The Power of Perspectives

The Canadian Bar Association

Supriya Tandan

Would Canada’s framework on climate change withstand a constitutional challenge?

December 15 2016 15 December 2016

 

Last week, eight provinces and all three territories signed the Pan-Canadian Framework on Clean Growth and Climate Change, with a view to meet the country's target to reduce emissions by 30 per cent, relative to 2005, by 2030. Provinces who are already well on their way to meeting the framework include Ontario, Québec and Alberta. Opposing the framework are Saskatchewan and Manitoba, each for their own reasons. Those who have signed on have yet to announce the exact measures they will take to match the federal timetable.

Alberta will impose an economy-wide carbon tax with its Climate Leadership Act, becoming effective on January 1. British Columbia has already put a price on carbon through the Carbon Tax Act but it will wait until after an equivalency evaluation before increasing its pricing in-line with the federal timetable. Quebec, through the Regulation respecting a cap-and-trade system for greenhouse gas emission allowances and Ontario, through the Climate Change Mitigation and Low-carbon Economy Act have opted for a cap-and-trade system to control greenhouse gas emissions. Although the exact future price of carbon under a cap-and-trade system is not known, the EcoFiscal Commission estimates $19.40 per tonne by 2020.

Signatories who will need to develop legislative frameworks to accommodate carbon pricing are Newfoundland, Prince Edward Island and New Brunswick. Nova Scotia is promising a cap-and-trade system similar to Ontario and Quebec. It seems likely that the territories will allow the federal government to administer a carbon levy.

Both Manitoba and Saskatchewan have elected not to sign the framework, each for their own reasons. While the Premier of Manitoba, Brian Pallister, appears to be holding out for more funding for health care, the Premier of Saskatchewan, Brad Wall, has been a vocal opponent of a price on carbon since its introduction. He has also questioned the efficacy and the constitutionality of national carbon price.

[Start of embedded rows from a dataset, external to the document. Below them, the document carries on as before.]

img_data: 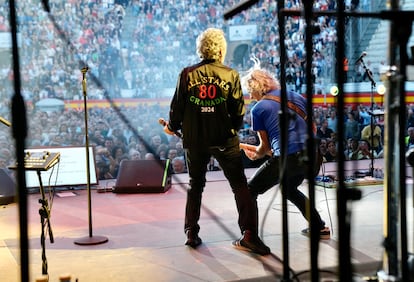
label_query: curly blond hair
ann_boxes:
[241,57,280,96]
[196,28,227,62]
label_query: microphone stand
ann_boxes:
[74,67,108,246]
[36,0,109,249]
[359,57,377,177]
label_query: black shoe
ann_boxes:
[185,230,202,248]
[301,226,331,240]
[232,230,271,256]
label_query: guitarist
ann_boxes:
[240,61,330,240]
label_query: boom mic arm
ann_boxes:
[355,51,367,64]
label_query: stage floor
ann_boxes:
[0,160,412,282]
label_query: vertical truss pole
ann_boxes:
[335,0,353,281]
[302,2,320,281]
[277,0,291,280]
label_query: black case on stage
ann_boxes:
[112,159,171,193]
[0,169,16,205]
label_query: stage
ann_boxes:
[0,160,412,281]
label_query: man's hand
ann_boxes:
[159,118,175,136]
[163,125,174,136]
[240,143,258,160]
[159,118,183,137]
[240,142,273,160]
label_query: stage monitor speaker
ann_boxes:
[0,169,16,205]
[112,159,171,193]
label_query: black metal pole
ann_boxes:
[368,72,376,177]
[334,1,354,281]
[82,68,93,238]
[378,0,410,279]
[9,0,29,280]
[399,35,410,282]
[392,9,410,281]
[302,2,320,281]
[276,0,292,281]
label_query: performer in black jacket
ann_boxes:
[163,28,270,255]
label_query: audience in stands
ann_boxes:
[360,120,383,154]
[171,156,187,174]
[0,0,397,182]
[324,139,338,162]
[0,100,402,181]
[317,119,335,140]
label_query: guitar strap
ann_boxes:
[262,94,322,178]
[262,95,307,121]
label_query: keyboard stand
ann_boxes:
[9,150,60,277]
[36,169,54,276]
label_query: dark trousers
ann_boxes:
[248,153,325,231]
[184,142,257,235]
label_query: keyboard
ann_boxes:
[10,151,60,171]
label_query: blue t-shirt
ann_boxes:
[251,89,307,156]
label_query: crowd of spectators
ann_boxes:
[0,0,396,182]
[314,103,387,163]
[0,99,409,182]
[0,0,348,104]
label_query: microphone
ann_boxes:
[355,52,367,64]
[158,118,182,138]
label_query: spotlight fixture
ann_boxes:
[330,85,339,96]
[377,84,386,95]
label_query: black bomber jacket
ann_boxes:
[168,59,245,148]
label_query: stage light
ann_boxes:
[377,84,386,95]
[330,85,339,96]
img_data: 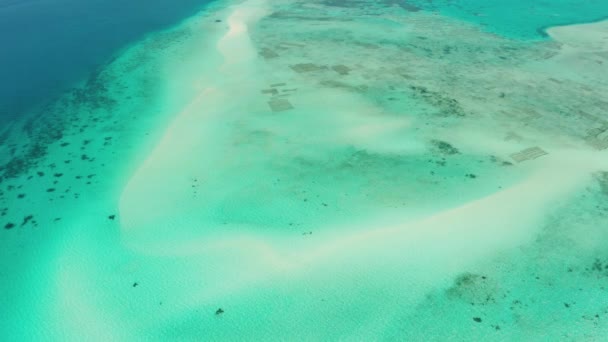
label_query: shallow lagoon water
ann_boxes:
[1,0,608,340]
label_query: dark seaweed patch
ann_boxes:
[69,68,117,110]
[409,86,466,117]
[430,140,460,155]
[0,143,47,179]
[586,258,608,277]
[446,273,497,306]
[21,215,34,227]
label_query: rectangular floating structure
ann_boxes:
[280,42,306,48]
[260,48,279,59]
[510,147,548,163]
[586,137,608,150]
[261,89,279,95]
[578,110,608,125]
[290,63,324,73]
[586,127,607,137]
[332,65,351,75]
[268,99,293,112]
[320,80,367,93]
[504,132,523,142]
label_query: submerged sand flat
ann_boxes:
[1,0,608,340]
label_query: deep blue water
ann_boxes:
[1,0,607,122]
[0,0,213,120]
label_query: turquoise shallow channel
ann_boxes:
[1,0,608,340]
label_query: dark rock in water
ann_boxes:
[108,214,116,220]
[17,193,25,199]
[132,282,138,287]
[215,308,224,315]
[46,188,56,192]
[4,222,15,229]
[21,215,33,226]
[215,19,222,23]
[473,317,482,323]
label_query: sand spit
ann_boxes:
[119,0,270,232]
[547,19,608,52]
[112,2,608,339]
[2,0,608,340]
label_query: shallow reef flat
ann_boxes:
[1,0,608,340]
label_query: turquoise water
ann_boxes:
[408,0,608,39]
[2,0,608,340]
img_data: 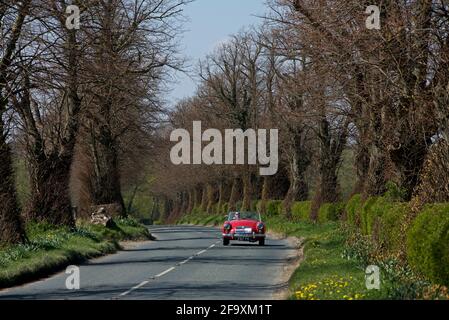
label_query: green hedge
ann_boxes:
[378,202,408,253]
[251,200,258,211]
[191,206,205,216]
[318,203,345,224]
[256,200,263,213]
[407,204,449,286]
[347,196,408,251]
[345,194,363,226]
[292,201,312,222]
[360,197,378,235]
[266,200,282,216]
[221,203,229,214]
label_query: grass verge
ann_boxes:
[265,216,391,300]
[0,218,152,289]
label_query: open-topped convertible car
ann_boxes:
[222,211,266,246]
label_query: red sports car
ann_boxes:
[222,211,266,246]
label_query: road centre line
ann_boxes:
[117,240,218,298]
[155,266,176,278]
[119,280,150,297]
[178,257,193,265]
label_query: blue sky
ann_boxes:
[168,0,267,106]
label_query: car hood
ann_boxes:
[229,219,259,228]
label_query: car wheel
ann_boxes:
[259,239,265,246]
[223,238,230,246]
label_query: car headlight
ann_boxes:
[257,223,264,230]
[224,223,232,230]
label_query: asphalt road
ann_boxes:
[0,225,298,300]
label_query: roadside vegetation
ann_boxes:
[0,218,151,289]
[2,0,449,302]
[177,191,449,300]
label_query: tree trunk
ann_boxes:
[365,146,389,196]
[161,196,173,222]
[241,170,253,211]
[0,0,30,243]
[151,197,160,222]
[25,153,75,226]
[206,183,217,214]
[389,138,430,201]
[282,131,310,218]
[89,123,126,216]
[193,184,202,209]
[353,140,371,195]
[200,185,208,212]
[311,118,348,221]
[127,185,139,213]
[228,176,240,211]
[186,189,194,214]
[260,177,269,215]
[216,180,230,214]
[0,122,25,244]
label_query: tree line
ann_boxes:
[2,1,448,244]
[149,0,449,223]
[0,0,189,244]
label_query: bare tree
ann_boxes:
[11,0,85,226]
[0,0,31,243]
[77,0,187,215]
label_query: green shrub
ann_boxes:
[209,204,218,215]
[345,194,363,227]
[359,197,408,249]
[365,198,382,236]
[203,215,221,226]
[115,217,141,228]
[384,181,407,202]
[266,200,282,216]
[407,204,449,286]
[251,200,258,211]
[291,201,312,222]
[221,203,229,214]
[256,200,262,213]
[378,203,408,253]
[318,203,344,224]
[277,201,283,216]
[360,197,379,235]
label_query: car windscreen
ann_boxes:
[228,212,260,221]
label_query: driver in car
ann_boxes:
[233,212,240,220]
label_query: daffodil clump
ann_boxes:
[295,276,365,300]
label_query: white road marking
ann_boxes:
[117,239,218,298]
[196,249,207,256]
[155,267,175,278]
[119,280,150,297]
[179,257,193,265]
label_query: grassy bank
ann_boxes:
[264,216,391,300]
[0,218,151,289]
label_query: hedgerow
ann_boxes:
[407,204,449,286]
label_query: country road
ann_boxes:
[0,225,299,300]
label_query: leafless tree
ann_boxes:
[0,0,31,243]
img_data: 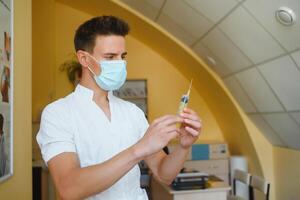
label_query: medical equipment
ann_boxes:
[177,79,193,114]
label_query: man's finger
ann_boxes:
[180,112,199,121]
[160,116,184,126]
[163,125,179,133]
[183,107,197,115]
[183,118,202,130]
[184,126,199,137]
[152,115,173,125]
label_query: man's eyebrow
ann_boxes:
[103,52,127,56]
[103,53,117,56]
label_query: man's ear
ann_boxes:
[76,50,99,72]
[76,50,89,69]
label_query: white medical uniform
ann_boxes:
[36,84,149,200]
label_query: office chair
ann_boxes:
[249,175,270,200]
[228,169,251,200]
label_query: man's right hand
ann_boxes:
[133,115,184,159]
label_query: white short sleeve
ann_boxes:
[36,101,76,164]
[132,105,149,139]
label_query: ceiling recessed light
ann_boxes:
[206,56,216,66]
[275,7,296,26]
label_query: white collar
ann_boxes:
[75,84,114,102]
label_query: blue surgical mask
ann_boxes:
[87,58,127,91]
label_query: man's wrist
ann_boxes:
[178,144,192,152]
[130,142,146,162]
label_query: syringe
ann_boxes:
[177,79,193,115]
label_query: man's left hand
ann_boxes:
[178,108,202,149]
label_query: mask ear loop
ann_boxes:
[87,65,97,76]
[84,52,98,76]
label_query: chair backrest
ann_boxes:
[249,175,270,200]
[233,169,251,195]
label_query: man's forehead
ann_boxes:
[93,35,126,53]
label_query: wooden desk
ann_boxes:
[32,160,56,200]
[151,178,231,200]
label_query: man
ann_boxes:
[0,114,6,177]
[37,16,202,200]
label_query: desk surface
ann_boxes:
[32,160,48,170]
[159,180,231,195]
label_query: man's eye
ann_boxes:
[105,56,114,60]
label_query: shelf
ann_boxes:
[118,96,147,100]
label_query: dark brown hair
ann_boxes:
[74,15,130,53]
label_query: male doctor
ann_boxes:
[37,16,202,200]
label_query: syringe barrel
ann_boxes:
[178,95,189,114]
[181,95,189,104]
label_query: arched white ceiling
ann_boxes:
[121,0,300,150]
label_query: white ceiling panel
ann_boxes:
[291,112,300,125]
[144,0,165,9]
[235,68,284,112]
[223,76,257,113]
[258,56,300,111]
[263,113,300,149]
[157,13,197,45]
[248,114,285,146]
[121,0,300,150]
[192,43,231,77]
[291,50,300,70]
[219,7,285,64]
[243,0,300,52]
[161,0,213,39]
[184,0,238,23]
[1,0,10,9]
[120,0,164,20]
[202,28,253,74]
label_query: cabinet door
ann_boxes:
[174,191,228,200]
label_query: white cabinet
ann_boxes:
[184,159,229,183]
[151,177,231,200]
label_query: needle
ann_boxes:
[187,79,193,97]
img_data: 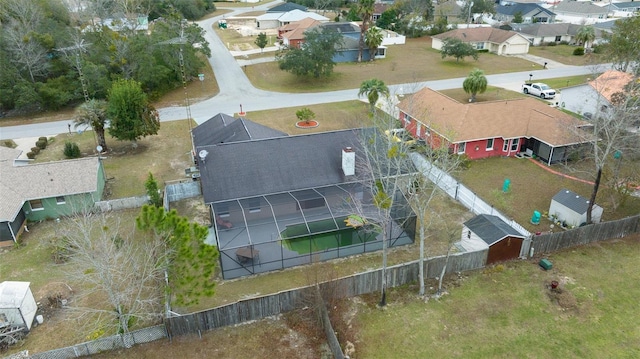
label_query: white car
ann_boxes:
[522,82,557,99]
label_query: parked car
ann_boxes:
[522,82,556,99]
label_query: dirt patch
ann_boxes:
[546,280,578,312]
[170,196,210,227]
[33,282,74,321]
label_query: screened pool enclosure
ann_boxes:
[211,183,416,279]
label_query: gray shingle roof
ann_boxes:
[464,214,525,246]
[196,129,363,203]
[267,2,307,13]
[192,113,288,147]
[497,3,555,16]
[553,1,609,15]
[552,189,591,214]
[0,146,101,221]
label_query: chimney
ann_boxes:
[342,147,355,176]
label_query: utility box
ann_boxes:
[539,258,553,271]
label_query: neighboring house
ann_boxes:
[434,0,463,22]
[256,9,328,29]
[431,27,531,55]
[278,17,321,45]
[83,14,149,32]
[0,147,106,245]
[495,3,556,23]
[267,2,307,13]
[588,70,635,110]
[396,87,592,165]
[560,70,635,118]
[551,1,610,25]
[549,189,603,226]
[463,214,525,265]
[0,281,38,332]
[373,3,390,21]
[193,125,416,279]
[608,2,640,18]
[512,22,603,45]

What are the odds a constitutional challenge would succeed? Nathalie Chalifour, Co-Director of the Centre for Environmental Law and Global Sustainability thinks they are slim and in a post written before the deal,  found justifications for a national carbon-pricing scheme under Peace, Order and Good Government powers:

To qualify, a subject must have a certain singleness and indivisibility which renders it national, yet be sufficiently delimited so as to minimize the impacts on provincial jurisdiction. One of the tests the courts use to determine whether an issue has the requisite “singleness” is to consider what could happen if one province failed to deal effectively with the issue within its borders. If the failure of one province to cooperate could cause problems for the residents of another province, it’s a matter of national concern.

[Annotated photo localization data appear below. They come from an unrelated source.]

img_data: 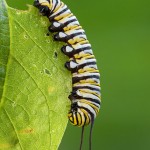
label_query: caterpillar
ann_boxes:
[33,0,101,150]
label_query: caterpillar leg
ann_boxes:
[61,45,74,57]
[48,21,64,32]
[53,32,69,42]
[65,60,78,71]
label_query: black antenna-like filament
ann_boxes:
[80,119,94,150]
[89,119,94,150]
[80,126,85,150]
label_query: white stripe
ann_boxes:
[65,28,85,35]
[59,15,76,23]
[70,61,97,69]
[73,72,100,77]
[83,64,98,70]
[74,83,100,90]
[74,43,91,49]
[51,0,61,12]
[51,4,67,17]
[73,77,100,84]
[69,58,96,68]
[77,58,96,65]
[78,88,100,95]
[39,0,47,3]
[76,90,100,101]
[78,102,97,118]
[57,31,87,41]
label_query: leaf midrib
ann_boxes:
[0,0,10,106]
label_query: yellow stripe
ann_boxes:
[78,68,97,73]
[78,70,99,74]
[79,90,101,98]
[80,113,85,127]
[55,11,71,21]
[74,54,90,59]
[68,38,85,45]
[65,25,83,35]
[74,53,91,59]
[49,0,53,10]
[68,25,82,31]
[81,54,95,59]
[59,13,73,23]
[41,2,51,9]
[73,82,100,87]
[77,113,81,125]
[74,55,95,63]
[72,40,89,49]
[80,108,90,125]
[72,78,100,84]
[53,2,64,13]
[64,24,78,31]
[77,79,97,83]
[78,40,89,44]
[80,100,99,114]
[73,114,77,125]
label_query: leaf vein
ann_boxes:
[11,55,52,148]
[3,108,24,150]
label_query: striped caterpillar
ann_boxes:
[34,0,101,149]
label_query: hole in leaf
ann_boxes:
[44,69,51,75]
[54,51,58,59]
[46,33,50,36]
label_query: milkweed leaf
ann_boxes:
[0,0,71,149]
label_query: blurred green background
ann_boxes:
[6,0,150,150]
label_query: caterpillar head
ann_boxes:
[68,102,91,127]
[34,0,52,16]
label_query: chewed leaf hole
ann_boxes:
[44,68,51,75]
[54,51,58,59]
[46,33,50,36]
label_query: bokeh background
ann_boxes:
[6,0,150,150]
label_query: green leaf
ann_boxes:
[0,0,71,149]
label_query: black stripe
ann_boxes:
[73,85,100,92]
[79,106,95,123]
[65,32,86,42]
[68,113,74,124]
[51,0,58,12]
[72,75,100,84]
[70,46,92,56]
[71,61,97,73]
[83,98,101,106]
[80,96,100,105]
[69,92,101,105]
[79,112,82,126]
[75,113,79,125]
[63,18,78,28]
[79,106,95,118]
[51,19,78,32]
[83,113,87,125]
[49,6,69,21]
[62,45,92,57]
[80,97,100,105]
[54,31,86,42]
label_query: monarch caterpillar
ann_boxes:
[33,0,101,149]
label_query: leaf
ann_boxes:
[0,0,71,149]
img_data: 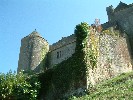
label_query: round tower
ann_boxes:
[18,30,49,73]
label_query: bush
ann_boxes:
[0,70,40,100]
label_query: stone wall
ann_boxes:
[106,4,133,34]
[18,31,49,73]
[39,28,133,99]
[106,3,133,57]
[113,6,133,34]
[87,30,132,85]
[48,34,76,68]
[18,36,31,72]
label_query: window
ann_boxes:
[57,52,59,58]
[60,51,61,57]
[57,51,62,59]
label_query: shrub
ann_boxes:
[0,70,40,100]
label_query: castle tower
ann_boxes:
[106,5,114,22]
[18,30,49,73]
[114,1,128,12]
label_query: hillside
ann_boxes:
[70,71,133,100]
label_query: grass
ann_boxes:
[69,71,133,100]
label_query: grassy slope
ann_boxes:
[70,71,133,100]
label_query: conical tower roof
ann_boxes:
[29,29,41,37]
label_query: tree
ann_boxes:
[0,70,40,100]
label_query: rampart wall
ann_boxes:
[113,6,133,34]
[87,30,132,85]
[106,4,133,35]
[49,34,76,68]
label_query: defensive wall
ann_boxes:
[48,34,76,68]
[17,2,133,99]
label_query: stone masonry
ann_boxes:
[87,30,132,85]
[18,1,133,92]
[18,30,49,73]
[18,31,76,72]
[103,1,133,57]
[17,2,133,99]
[49,34,76,68]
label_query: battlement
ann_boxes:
[114,5,133,17]
[48,34,76,68]
[49,34,76,51]
[101,22,116,30]
[114,1,129,12]
[22,30,49,44]
[18,30,49,73]
[107,2,133,14]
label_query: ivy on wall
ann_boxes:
[39,22,100,99]
[85,28,99,69]
[75,22,90,53]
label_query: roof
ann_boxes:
[28,30,41,37]
[22,30,49,44]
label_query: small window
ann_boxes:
[60,51,61,57]
[57,51,62,59]
[57,52,59,58]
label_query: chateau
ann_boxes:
[18,2,133,99]
[18,30,76,73]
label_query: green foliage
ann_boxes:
[41,22,100,99]
[75,22,90,53]
[70,71,133,100]
[41,22,91,98]
[0,70,40,100]
[86,29,99,69]
[87,49,97,69]
[38,68,54,97]
[102,29,120,36]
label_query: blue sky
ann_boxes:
[0,0,132,73]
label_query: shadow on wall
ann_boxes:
[32,53,49,73]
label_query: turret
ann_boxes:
[18,30,49,73]
[114,1,128,12]
[106,5,114,22]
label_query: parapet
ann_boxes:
[22,30,49,44]
[114,1,129,12]
[50,34,76,51]
[101,22,110,30]
[107,1,133,14]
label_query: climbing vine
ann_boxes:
[40,22,99,99]
[86,27,99,69]
[51,22,91,97]
[40,46,49,71]
[75,22,90,53]
[102,29,120,36]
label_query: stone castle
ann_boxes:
[18,30,76,73]
[18,1,133,99]
[18,1,133,72]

GHG are the quintessential global pollutants, affecting the atmosphere regardless of where they are emitted. The Supreme Court has stated unambiguously that Parliament has jurisdiction over the control of pollution beyond its borders, as well as extra-provincial pollution.

And criminal powers:

Parliament’s criminal law power has been interpreted expansively to cover not only crimes, but also a range of behaviour — including environmental behaviour. To quality as federal criminal law, a law must have a valid criminal purpose and create a prohibition coupled with a penalty. The Supreme Court has been unanimous in finding that environmental protection is a valid criminal purpose.